だからこそ飛鳥は、普段であれば気付けていたであろう事に気付けないでいた。
背後から迫ってくる「それ」にばかり意識を向けすぎて、前方への注意を怠っていたのである。
「うわあ!」
両足に鈍い痛みを感じた瞬間、ぐるりと視界が反転した。
突然の出来事に軽いパニックに陥りかけるも、人間、理解できる許容範囲を超えてしまうと一周回って冷静になれるらしい。

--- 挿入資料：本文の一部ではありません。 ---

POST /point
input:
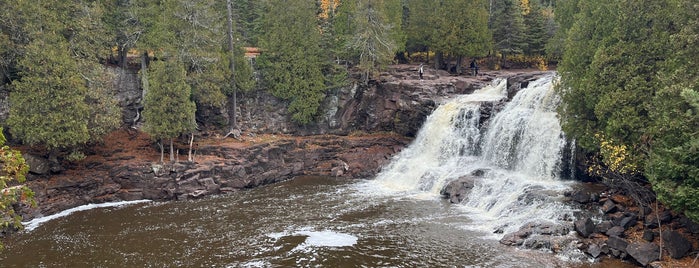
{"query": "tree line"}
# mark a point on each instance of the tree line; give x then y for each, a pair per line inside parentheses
(629, 72)
(628, 68)
(189, 54)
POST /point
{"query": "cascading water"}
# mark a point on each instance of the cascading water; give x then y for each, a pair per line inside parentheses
(515, 157)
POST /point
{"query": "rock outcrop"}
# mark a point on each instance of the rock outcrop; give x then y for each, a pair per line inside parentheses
(218, 168)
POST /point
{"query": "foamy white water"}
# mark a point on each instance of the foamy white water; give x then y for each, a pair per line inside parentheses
(449, 136)
(36, 222)
(518, 153)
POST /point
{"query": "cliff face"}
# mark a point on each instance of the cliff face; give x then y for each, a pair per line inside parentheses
(272, 148)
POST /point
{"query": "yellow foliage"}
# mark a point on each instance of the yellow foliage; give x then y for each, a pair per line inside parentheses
(615, 156)
(526, 8)
(328, 7)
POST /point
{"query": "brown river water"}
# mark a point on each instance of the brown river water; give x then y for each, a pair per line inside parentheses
(397, 219)
(305, 222)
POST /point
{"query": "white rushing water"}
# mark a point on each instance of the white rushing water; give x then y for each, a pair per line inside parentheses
(36, 222)
(517, 151)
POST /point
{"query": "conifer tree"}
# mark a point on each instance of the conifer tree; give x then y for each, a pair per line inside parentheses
(507, 24)
(419, 25)
(463, 34)
(372, 42)
(13, 169)
(293, 59)
(47, 103)
(536, 35)
(169, 110)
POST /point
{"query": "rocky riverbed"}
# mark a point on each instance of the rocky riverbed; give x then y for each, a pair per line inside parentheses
(362, 127)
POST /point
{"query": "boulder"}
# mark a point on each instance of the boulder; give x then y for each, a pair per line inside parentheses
(604, 226)
(629, 221)
(643, 252)
(677, 245)
(648, 235)
(609, 207)
(615, 231)
(580, 197)
(691, 226)
(593, 250)
(585, 227)
(37, 165)
(618, 243)
(457, 190)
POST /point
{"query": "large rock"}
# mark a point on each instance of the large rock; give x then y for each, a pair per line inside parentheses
(457, 190)
(37, 165)
(644, 253)
(677, 245)
(585, 227)
(618, 243)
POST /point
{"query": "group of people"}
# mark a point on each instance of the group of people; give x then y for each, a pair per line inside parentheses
(473, 66)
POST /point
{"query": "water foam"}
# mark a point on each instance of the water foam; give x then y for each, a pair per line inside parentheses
(36, 222)
(517, 154)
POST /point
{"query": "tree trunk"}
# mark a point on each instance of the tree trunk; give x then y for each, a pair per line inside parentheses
(438, 60)
(121, 55)
(189, 154)
(144, 75)
(233, 123)
(458, 64)
(162, 152)
(172, 151)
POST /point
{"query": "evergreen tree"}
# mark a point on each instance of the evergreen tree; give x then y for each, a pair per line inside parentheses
(292, 62)
(372, 42)
(507, 24)
(419, 24)
(536, 34)
(464, 33)
(13, 169)
(47, 103)
(169, 110)
(673, 167)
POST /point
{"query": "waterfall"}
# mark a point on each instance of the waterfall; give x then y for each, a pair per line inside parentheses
(516, 157)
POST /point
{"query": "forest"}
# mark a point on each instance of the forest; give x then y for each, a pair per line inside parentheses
(628, 69)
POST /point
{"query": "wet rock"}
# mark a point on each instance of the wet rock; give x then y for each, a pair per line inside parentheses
(585, 227)
(654, 219)
(648, 235)
(609, 207)
(615, 231)
(594, 250)
(643, 253)
(604, 226)
(615, 242)
(580, 197)
(457, 190)
(691, 226)
(629, 221)
(677, 245)
(37, 165)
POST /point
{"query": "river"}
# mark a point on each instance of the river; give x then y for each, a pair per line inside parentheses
(305, 222)
(514, 160)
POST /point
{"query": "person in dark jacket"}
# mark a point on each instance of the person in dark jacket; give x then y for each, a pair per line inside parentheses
(474, 67)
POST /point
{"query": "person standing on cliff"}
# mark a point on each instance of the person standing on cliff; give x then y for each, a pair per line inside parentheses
(421, 70)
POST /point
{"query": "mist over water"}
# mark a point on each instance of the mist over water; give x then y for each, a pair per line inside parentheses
(518, 151)
(395, 220)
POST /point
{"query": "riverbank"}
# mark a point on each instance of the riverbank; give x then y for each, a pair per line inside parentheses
(363, 141)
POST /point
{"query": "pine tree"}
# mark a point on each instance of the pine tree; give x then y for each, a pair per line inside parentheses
(464, 33)
(13, 169)
(507, 24)
(419, 25)
(48, 105)
(372, 42)
(169, 110)
(536, 34)
(292, 62)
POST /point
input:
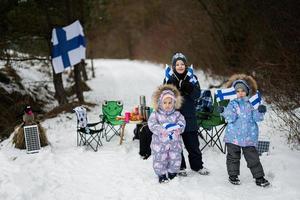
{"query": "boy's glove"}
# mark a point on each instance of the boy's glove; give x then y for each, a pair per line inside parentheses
(220, 109)
(262, 109)
(186, 87)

「ドラゴン? いや、トカゲ? 違う。やっぱりドラゴンか?」
茫然と呟く飛鳥の視線の先には、秋の山を思わせるような見事な紅葉色のドラゴンがいた。しかし、ゲームやアニメで見るような巨大なそれではなく、三十センチ程の小柄なドラゴンで、体と同じサイズの蝙蝠のような翼や鋭利な爪がなければ、飛鳥は巨大なトカゲと判断していただろう。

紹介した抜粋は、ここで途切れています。